自社のデータ活用の現在地。これをどのようにお考えかというところを、みなさんからお話しいただけないかなと思っております。先ほどの順番どおり、まず榊さんからお願いしてもよろしいですか。

:我々はインターネットの会社なので、おそらくデータ活用が進んでる業界にあるんじゃないかなと思っています。その中でも一休はBtoCの会社で、お客さまの動きがつぶさにデータで読み取れるという業界の特徴がありますので、このデータ活用には非常に力を入れているつもりです。

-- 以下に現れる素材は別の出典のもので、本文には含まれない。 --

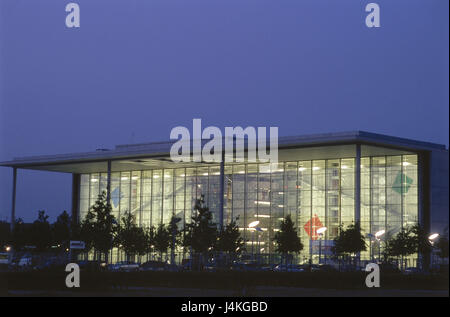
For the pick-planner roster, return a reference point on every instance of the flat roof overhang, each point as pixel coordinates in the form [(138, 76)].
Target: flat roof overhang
[(156, 155)]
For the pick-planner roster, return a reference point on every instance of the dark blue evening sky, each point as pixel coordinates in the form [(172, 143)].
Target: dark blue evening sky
[(137, 68)]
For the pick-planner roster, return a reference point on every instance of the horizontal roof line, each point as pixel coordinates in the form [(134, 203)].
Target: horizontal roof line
[(163, 148)]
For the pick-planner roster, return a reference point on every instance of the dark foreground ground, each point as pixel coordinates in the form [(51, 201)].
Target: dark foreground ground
[(260, 291), (224, 284)]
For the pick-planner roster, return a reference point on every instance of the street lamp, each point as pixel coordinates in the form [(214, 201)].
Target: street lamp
[(320, 232), (433, 237), (378, 235), (252, 225)]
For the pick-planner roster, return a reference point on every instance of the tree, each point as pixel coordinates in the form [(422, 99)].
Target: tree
[(131, 238), (161, 239), (5, 234), (61, 229), (20, 235), (286, 239), (40, 232), (174, 236), (201, 233), (442, 245), (230, 241), (349, 242), (408, 241), (97, 229)]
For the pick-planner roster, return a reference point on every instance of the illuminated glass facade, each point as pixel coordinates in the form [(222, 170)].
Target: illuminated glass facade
[(315, 192)]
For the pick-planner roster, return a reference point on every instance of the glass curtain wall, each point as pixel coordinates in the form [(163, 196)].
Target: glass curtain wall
[(316, 193)]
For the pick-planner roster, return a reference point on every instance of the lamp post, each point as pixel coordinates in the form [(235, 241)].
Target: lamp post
[(378, 234), (252, 225), (431, 238), (320, 232)]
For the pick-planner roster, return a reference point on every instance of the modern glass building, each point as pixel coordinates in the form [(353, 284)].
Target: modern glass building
[(326, 180)]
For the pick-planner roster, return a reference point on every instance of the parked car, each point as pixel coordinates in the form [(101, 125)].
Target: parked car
[(125, 266), (411, 270), (92, 265), (245, 266), (389, 268), (322, 268), (288, 268), (153, 266), (4, 258)]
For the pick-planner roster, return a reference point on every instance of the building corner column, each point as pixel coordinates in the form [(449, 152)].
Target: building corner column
[(108, 183), (222, 189), (13, 202), (358, 191)]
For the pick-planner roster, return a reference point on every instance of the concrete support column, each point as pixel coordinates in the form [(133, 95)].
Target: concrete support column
[(222, 189), (75, 197), (358, 191), (358, 184), (13, 202), (108, 184)]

「他社さんと比べて、どれぐらいデータ活用が立派にできているか?」というのは、よくわからないですけども。今、うちでやっていることは大きく3つありまして。1つはみなさんがすぐ想像されるような、対顧客・C向けのデータ活用ですね。例えば「明日の東京のホテル」で検索した時に、僕が検索した結果と倉橋さんが検索した結果で、並んでるホテルの順番が違うだとか。

あとは倉橋さんがどのホテルを見たというのを理解して、どこの商品を今度オススメしたらいいか? とか。「コミュニケーションの1to1化」みたいなのも、まあまあ進んでると思います。あとはちょっと変わったところでいくと、お客さんがホテルとかを見た時に「このお客さんは買いそう」とか「このお客さん、もしかしたら買わないよね」とか「このお客さん、今500円のクーポンが出たら買うんじゃない?」とかも裏側で計算していまして。

なのでそういった意味では、パーソナライズ化されたpricing(価格設定)みたいなものもやっています。また宿泊でよくある話でいくと、例えば「今度、箱根の旅館に行きます」というお客さんがいらっしゃって。そのお客さんの行動履歴を見ると「毎年この時期に行ってるよね」みたいなのが見えたりして。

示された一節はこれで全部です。